A parlamentar local, Vicky Foxcroft, criticou o grupo Turning Point UK por seus protestos contínuos e pediu ao primeiro-ministro que condenasse o ódio e a divisão que eles estimulam. Rishi Sunak, em resposta, disse no Parlamento que todos merecem respeito e que “as pessoas devem ter permissão para se reunir livremente dentro dos limites da lei”.

Enquanto isso, o conselho propôs uma ordem de proteção do espaço público em todo o bairro de Lewisham, o que pode dificultar ainda mais a reunião de grupos nas ruas. Os oficiais afirmam que os novos poderes ajudarão a combater o comportamento antissocial, emitindo multas de £100 no local para bebedores de rua e avisos de penalidade fixa para “discurso ou música amplificada em espaço aberto”, juntamente com “acampamentos ilegais”. Críticos como Dhillon, no entanto, alertam que, na realidade, isso ajudará a criminalizar as comunidades ciganas, roma e viajantes, os sem-teto e os manifestantes pacíficos.
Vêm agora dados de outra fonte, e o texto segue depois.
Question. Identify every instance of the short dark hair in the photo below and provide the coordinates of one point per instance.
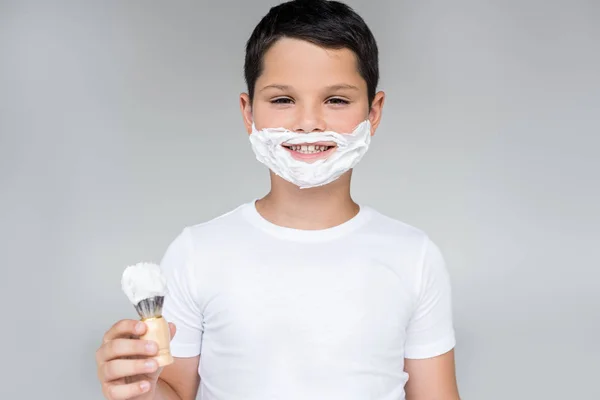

“Temos que ter cuidado para não excepcionalizar o exercício dos poderes da polícia em situações de protesto quando as comunidades negras, pardas e da classe trabalhadora enfrentam essas violências diariamente”, disse Dhillon.

Griff Ferris, que também participou do contraprotesto e testemunhou a prisão de Dhillon, disse que a comunidade esteve com ele em cada etapa do processo: “A galeria pública do tribunal estava repleta de apoiadores de Amar”.

Ferris disse que “moradores locais como Dhillon têm sido essenciais para galvanizar o apoio antifascista e impedir que a extrema direita chegue perto de seu alvo”, acrescentando: “A prisão e a acusação de uma pessoa de cor queer por celebrar a proteção de sua comunidade mostra a facilidade com que essas novas leis de protesto serão usadas para suprimir até mesmo a menor dissidência.

“As ações do Estado aqui mostram sua cumplicidade com a homofobia e transfobia violentas da extrema direita em protestos abertamente anti-LGBTQ+.”

O Met confirmou que uma segunda pessoa, Jamie Turvey, havia sido acusada de “usar palavras para causar assédio, alarme ou angústia (contrariando a Seção 5 da Lei de Ordem Pública)” em conexão com os eventos de 24 de junho.

Duas outras pessoas presas por suspeita de agressão foram liberadas sob fiança, acrescentou a força.